Reporting from the Wall Street Journal indicates that GameStop, a company whose brick-and-mortar game-sale business model was rapidly going the way of the dodo but was granted a new lease on life thanks to being the poster child of the memestock craze, is looking to acquire eBay—a company four times larger than itself.
Per Reuters, which recapitulated the WSJ’s reporting, Ryan Cohen’s nerd-fueled juggernaut “has been quietly building a stake in eBay’s shares ahead of a potential offer,” but no specific offer has materialized yet, and none is expected over the following few weeks.
It’s rare to see a company trying to buy out another one several times its size, and if such a deal were to come to pass, it would involve a lot of financial engineering with loans and stocks to get it over the line.
The big question, of course, is why.

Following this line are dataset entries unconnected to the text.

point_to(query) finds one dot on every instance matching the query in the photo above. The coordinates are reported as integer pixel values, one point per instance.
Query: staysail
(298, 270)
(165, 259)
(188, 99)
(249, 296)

It might seem out of pocket to attempt an acquisition like this, but from the perspective of GameStop, whose retail game-selling strategy is becoming less and less relevant with every passing year, and CEO Ryan Cohen has already signaled his intentions to pivot the company towards trading cards and various collectibles in the future, as they already make for a non-insignificant part of its revenues—which would actually make eBay, a key player in the second-hand trading market, a valuable expenditure. Its auction subsidiary, Goldin, was where Logan Paul sold the “holy grail of Pokémon cards” this February for almost $16.5 million.
Then again, this all depends on whether the project has any legs at all, and it is not at all guaranteed considering that Cohen has a history of vaporware projects and outright failures as part of his role at GameStop. Be it the 2022 NFT marketplace or the whole “Amazon for gaming” idea around the same time. In another sign of perfect business timing, GameStop’s board approved the use of bitcoin as a treasury reserve asset in March 2025, which led to momentous losses in just a year before they quietly walked away from the strategy.
There is another reason behind what seems to be an obvious trial balloon floated in the financial press: to quote Reuters again, “GameStop in January unveiled a compensation package worth roughly $35 billion for Cohen, hinging on a turnaround that requires him to lift the company’s market value to $100 billion and hit $10 billion in cumulative performance EBITDA (earnings before interest, taxes, depreciation and amortization).” That’s as good a reason as any to pursue a gargantuan buyout.